Posts Tagged ‘hypomania’
Bipolar Disorder: A Holistic Perspective
Do you experience major mood swings? In this blog posting, you will gain new perspectives on your condition. As well, you will learn about treatment approaches and coping strategies.
I will share some thoughts with you regarding bipolar disorder from four vantage points: biological, psychological, social and spiritual.
I. Biological
Heredity plays a major role in the transmission of bipolar disorder. Although there is much speculation, the biological basis for this condition is not known. Extensive genetic research is being pursued, in an attempt to identify the mechanisms that render an individual vulnerable to this disorder.
Lithium remains the first line medication for classic bipolar disorder, also known as Bipolar I. This condition is characterized by full blown manic episodes, with or without alternating major depressive episodes. Other forms of bipolar disorder, including Bipolar II (major depressive episodes, alternating with period of hypomania), and rapid cycling bipolar disorder are best treated with an anticonvulsant mood stabilizer, such as Lamictal (lamotrigine). Hypomania is a less severe form of mania.
Bipolar depression usually requires the addition of an antidepressant medication. Extreme mood states can trigger psychotic symptoms, a break with reality. In this case, an antipsychotic medication, e.g. Abilify (aripiprazole), may be necessary.
II. Psychological
From a psychological point of view, bipolar disorder may be viewed as a decreased capacity to regulate emotional states. Affective self regulation is impaired in people with certain personality structures. Narcissism is characterized by unstable oscillations between grandiosity and insecurity. Borderline personalities experience and manifest rapidly shifting, intense affective states.
These personality traits may often be traced back to early childhood experience. Phyllis Greenacre, a child psychoanalyst, wrote that “the infant is seen in the beam of the maternal pathology.” Some mothers are prone to have a split perception of their children. Such mothers (often themselves borderline personalities) will alternately idealize and devalue their children. These children, in turn, will tend to internalize a correspondingly split view of themselves. With the idealization, euphoria and grandiosity may ensue. Devaluation of the self will likely manifest as depression.
In a depth psychologically oriented therapy, the therapist takes on the role of a symbolic parent, whose function is to serve as an accurate mirror of the patient’s personality. Tensions and contradictory aspects of the patient’s psyche can be accurately reflected and articulated, without splitting. This process promotes the integration of the personality, and the stabilization of mood states.
A cognitive behavioral therapeutic approach would help the patient to monitor closely her own thoughts, or self-talk. The patient learns to catch and to correct those thoughts that are either excessively idealizing or devaluing of the self. Since thoughts are triggers for feeling states, thought correction will tend to minimize excessive mood swings.
III. Social
Unstable, labile mood states make it extremely difficult to function at work, or to maintain relationships.
Getting help with mood stabilization in a social context is vitally important. Try seeking feedback from a significant person in your life regarding your behavior, as well as their perceptions of your mood states. This kind of objective feedback from a trusted friend or family member can greatly help you to become more self aware.

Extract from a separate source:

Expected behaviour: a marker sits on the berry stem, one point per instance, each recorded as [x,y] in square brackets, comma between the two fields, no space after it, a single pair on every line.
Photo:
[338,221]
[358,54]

Support groups, and group psychotherapy, can serve a similar function. A good resource for finding such groups in your area is the Depression and Bipolar Alliance (http://dbsalliance.org).
IV. Spiritual
There is a Buddhist image of viewing yourself as the host, and your emotions as your guests. Achieving this perspective will powerfully help you to stay grounded, even in the face of intense oscillating mood states.
Drawing strength from all of these internal and external resources will help you to achieve a level of integration and self awareness that you may never have attained, in the absence of a mood disorder.